Prove $ T:{N}^2\longrightarrow N $ such that $ T(x,y)={2}^x {3}^y $ is an one-to-one function
which method should i use on this proof? Induction maybe? Thanks
Prove $ T:{N}^2\longrightarrow N $ such that $ T(x,y)={2}^x {3}^y $ is an one-to-one function
which method should i use on this proof? Induction maybe? Thanks
No induction is needed; just check the definition of one-to-one. Suppose that $T(x,y)=T(u,v)$, and show that this implies that $x=u$ and $y=v$. If $T(x,y)=T(u,v)$, then $2^x3^y=2^u3^v$; now use the fundamental theorem of arithmetic.

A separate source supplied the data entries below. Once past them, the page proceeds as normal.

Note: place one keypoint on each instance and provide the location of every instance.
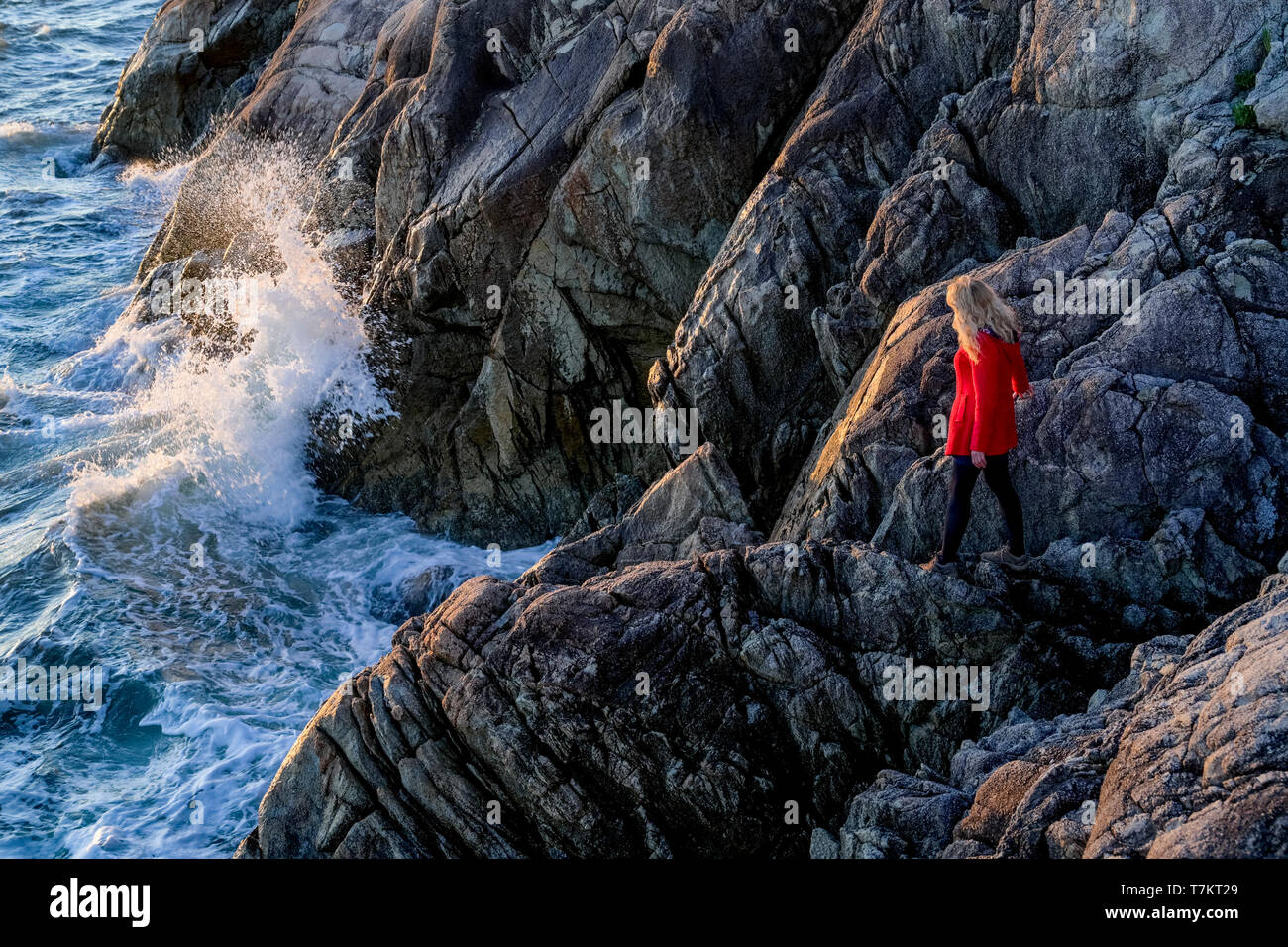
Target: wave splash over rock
(599, 204)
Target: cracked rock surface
(751, 210)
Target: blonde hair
(977, 307)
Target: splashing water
(158, 519)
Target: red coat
(983, 416)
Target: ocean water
(158, 522)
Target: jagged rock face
(1184, 758)
(554, 206)
(670, 706)
(1057, 137)
(197, 60)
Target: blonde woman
(991, 375)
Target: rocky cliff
(748, 211)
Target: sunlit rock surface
(751, 210)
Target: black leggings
(999, 479)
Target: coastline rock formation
(750, 210)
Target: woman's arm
(1020, 375)
(987, 377)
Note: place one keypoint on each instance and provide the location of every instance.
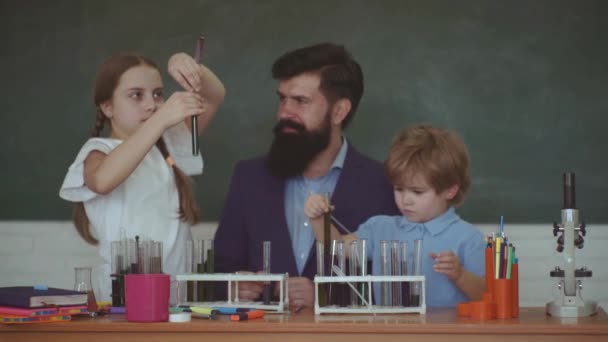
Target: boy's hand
(447, 263)
(185, 71)
(315, 206)
(248, 290)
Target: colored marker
(243, 316)
(204, 311)
(230, 311)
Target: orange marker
(243, 316)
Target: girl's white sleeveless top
(145, 204)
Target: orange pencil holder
(501, 299)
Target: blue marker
(502, 233)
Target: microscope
(568, 301)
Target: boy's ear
(340, 110)
(451, 192)
(106, 109)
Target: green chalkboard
(523, 82)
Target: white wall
(34, 252)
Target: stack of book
(26, 304)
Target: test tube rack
(279, 306)
(370, 308)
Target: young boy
(429, 170)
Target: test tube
(266, 266)
(327, 239)
(156, 258)
(132, 251)
(405, 286)
(190, 269)
(396, 271)
(210, 268)
(322, 293)
(363, 286)
(353, 270)
(199, 264)
(385, 270)
(117, 261)
(339, 294)
(415, 286)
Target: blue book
(28, 297)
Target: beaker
(83, 283)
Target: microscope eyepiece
(569, 191)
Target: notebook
(10, 310)
(28, 297)
(8, 319)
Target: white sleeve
(179, 143)
(73, 187)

One could use uniqueness of prime factorization (fundamental theorem of arithmetic), but that is an awfully big sledghammer to crack this little chestnut. Suppose $\rm\:2^i3^j = 2^I 3^J\:$ with $\rm\:i\le I.\:$ Then $\rm\:3^j = 2^{I-i}3^J\:$ so $\rm\:I = i\:$ else LHS is odd, but RHS is even. Cancelling $\rm\:2^i = 2^I\:$ yields $\rm\:3^j = 3^J\:$ so $\rm\:j = J.$
Remark $\ $ In fact we can replace $2,3$ by any coprime integers $\rm\:a,b > 1\:$ (or, more generally, in any ring, any nonunit cancellable coprime elements). Hence the result essentially depends on cancellation and coprimality (not uniqueness of factorization).